Theordore Roosevelt’s Darkest Journey


After Teddy Roosevelt, the 26th U.S. president, failed his re-election effort he decided to have a great adventure. It had to be unique and something no one else had done. Exploring an uncharted river in South America fit his needs well. 

The River of Doubt is a black uncharted tributary of the Amazon that snakes through one of the most treacherous jungles in the world. The rain forest was anything but easy to deal with.
He took his son Kermit and they found an experienced guide, Candido Rondon, and crew. 

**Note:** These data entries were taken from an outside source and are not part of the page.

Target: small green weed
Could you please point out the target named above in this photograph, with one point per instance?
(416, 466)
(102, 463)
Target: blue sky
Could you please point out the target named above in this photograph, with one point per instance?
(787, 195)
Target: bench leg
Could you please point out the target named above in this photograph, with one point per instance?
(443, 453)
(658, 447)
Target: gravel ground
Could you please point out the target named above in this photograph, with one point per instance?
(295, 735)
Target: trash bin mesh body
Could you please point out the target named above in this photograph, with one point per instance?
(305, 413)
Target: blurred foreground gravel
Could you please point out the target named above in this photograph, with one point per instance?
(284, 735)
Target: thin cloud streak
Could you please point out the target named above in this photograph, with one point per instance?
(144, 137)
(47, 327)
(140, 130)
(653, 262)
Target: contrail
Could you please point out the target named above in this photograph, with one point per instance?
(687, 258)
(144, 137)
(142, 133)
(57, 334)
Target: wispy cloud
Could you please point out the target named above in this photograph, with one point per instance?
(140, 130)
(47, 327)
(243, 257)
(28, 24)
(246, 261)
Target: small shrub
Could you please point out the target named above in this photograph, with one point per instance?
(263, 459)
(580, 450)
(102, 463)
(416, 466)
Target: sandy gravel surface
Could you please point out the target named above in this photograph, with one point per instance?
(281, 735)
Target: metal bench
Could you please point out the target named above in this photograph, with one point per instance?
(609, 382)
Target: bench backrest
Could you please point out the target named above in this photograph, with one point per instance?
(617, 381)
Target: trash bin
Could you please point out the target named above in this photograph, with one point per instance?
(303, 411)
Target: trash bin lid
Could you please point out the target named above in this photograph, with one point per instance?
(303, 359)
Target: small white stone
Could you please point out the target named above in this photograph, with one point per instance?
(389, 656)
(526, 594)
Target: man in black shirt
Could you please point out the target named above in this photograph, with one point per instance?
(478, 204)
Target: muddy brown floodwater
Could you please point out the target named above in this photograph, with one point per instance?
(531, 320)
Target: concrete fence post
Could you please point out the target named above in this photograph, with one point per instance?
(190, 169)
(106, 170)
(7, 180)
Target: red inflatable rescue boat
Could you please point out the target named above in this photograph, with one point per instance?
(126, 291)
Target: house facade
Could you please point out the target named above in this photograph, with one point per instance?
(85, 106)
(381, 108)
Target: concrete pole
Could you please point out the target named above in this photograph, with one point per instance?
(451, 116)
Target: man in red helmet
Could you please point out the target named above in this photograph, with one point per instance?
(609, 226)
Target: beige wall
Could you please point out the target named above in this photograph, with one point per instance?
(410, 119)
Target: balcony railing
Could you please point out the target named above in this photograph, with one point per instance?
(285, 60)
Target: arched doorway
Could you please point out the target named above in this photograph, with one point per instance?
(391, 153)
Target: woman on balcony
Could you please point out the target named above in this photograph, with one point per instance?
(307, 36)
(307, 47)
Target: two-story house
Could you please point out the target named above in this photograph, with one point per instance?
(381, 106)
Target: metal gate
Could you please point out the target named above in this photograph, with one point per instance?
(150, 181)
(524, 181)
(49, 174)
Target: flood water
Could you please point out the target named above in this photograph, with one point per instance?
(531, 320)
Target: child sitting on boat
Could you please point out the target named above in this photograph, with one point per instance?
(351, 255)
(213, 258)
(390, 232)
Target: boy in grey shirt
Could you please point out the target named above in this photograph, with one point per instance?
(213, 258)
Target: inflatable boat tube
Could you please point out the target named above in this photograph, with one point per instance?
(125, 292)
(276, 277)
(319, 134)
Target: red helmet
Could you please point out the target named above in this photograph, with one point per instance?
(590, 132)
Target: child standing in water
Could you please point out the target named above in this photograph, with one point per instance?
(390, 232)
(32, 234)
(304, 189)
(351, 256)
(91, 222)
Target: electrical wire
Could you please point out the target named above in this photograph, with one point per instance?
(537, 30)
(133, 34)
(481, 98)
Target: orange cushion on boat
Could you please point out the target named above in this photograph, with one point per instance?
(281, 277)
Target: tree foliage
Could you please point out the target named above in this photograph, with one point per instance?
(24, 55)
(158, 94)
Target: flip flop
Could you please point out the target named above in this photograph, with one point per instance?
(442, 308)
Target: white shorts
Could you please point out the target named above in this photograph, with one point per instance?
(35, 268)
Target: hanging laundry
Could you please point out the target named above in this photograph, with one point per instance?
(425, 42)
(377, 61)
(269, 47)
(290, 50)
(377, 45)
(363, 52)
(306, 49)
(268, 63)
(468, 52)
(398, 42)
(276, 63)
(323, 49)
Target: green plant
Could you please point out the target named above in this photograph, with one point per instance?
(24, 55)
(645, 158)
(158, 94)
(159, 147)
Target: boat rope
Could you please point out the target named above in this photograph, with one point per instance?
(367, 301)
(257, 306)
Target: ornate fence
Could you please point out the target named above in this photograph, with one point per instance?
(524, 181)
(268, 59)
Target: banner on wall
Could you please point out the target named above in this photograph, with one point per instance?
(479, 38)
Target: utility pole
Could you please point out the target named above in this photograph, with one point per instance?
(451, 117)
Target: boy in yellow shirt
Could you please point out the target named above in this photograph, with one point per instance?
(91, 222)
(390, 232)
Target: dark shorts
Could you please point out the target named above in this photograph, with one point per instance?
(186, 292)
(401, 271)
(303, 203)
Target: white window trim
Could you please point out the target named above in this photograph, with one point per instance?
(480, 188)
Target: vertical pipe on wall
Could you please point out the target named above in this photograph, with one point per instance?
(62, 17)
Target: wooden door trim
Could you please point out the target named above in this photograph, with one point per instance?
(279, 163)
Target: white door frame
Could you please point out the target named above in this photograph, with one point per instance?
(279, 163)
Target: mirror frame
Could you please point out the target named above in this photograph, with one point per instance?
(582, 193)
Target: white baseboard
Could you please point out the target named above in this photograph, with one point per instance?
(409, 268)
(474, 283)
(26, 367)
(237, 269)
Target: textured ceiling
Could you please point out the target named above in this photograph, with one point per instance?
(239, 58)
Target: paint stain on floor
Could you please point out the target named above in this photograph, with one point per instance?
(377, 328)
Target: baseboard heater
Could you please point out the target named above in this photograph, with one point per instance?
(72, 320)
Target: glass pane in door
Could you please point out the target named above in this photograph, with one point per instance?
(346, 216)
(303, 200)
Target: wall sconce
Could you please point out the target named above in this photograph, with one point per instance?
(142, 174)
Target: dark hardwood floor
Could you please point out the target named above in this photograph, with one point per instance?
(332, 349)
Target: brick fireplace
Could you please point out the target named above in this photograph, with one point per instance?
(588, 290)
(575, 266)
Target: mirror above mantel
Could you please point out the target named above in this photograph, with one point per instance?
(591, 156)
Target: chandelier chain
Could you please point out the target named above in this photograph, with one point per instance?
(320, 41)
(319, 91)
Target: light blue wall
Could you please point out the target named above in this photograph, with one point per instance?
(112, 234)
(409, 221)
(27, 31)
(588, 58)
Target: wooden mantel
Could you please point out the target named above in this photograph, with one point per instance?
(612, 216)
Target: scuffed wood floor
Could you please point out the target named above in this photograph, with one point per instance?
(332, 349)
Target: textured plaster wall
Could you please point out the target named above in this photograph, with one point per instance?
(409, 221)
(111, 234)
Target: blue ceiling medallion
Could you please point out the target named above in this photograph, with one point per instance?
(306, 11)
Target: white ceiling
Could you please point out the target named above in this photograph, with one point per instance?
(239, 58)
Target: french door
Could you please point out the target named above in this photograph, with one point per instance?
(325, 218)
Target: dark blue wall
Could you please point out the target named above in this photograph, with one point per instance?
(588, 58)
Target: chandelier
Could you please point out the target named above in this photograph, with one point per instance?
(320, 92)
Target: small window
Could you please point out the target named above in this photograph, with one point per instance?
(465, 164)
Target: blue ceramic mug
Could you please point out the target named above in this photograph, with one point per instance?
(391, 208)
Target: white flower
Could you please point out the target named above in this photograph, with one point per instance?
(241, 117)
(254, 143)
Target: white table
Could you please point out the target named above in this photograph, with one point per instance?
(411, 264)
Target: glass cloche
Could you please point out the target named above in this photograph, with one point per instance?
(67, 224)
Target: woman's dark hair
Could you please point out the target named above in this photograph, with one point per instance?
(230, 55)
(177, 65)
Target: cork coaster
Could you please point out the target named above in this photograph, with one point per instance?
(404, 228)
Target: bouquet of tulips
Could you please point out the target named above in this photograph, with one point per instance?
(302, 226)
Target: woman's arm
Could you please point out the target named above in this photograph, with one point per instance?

Candice Millard said, "When he wasn't too sick to sit up, Roosevelt sought comfort and distraction in the world that he knew best: his library. For his trip to Africa, he had spent months choosing the books that he would take with him, ordering special volumes that had been beautifully bound in pigskin, with type reduced to the smallest legible size, so that the books would be as light as possible."

Vipers, piranhas, poisonous plants, insect swarms were all serious threats as were Indians armed with poison tipped arrows. 

Roosevelt ended his journey sick with fever having lost 1/4 of his body weight. It was indeed Teddy Roosevelt’s darkest journey.


“Theodore you have the mind but you have not the body, and without the help of the body the mind cannot go as far as it should. I am giving you the tools, but it is up to you to make your body.” 

“In its intense and remorseless competition for every available nutrient, the Amazon offered little just for the taking.” 

“Rhythmic eddies in the water betrayed the passage of anacondas, which can weigh as much as five hundred pounds.”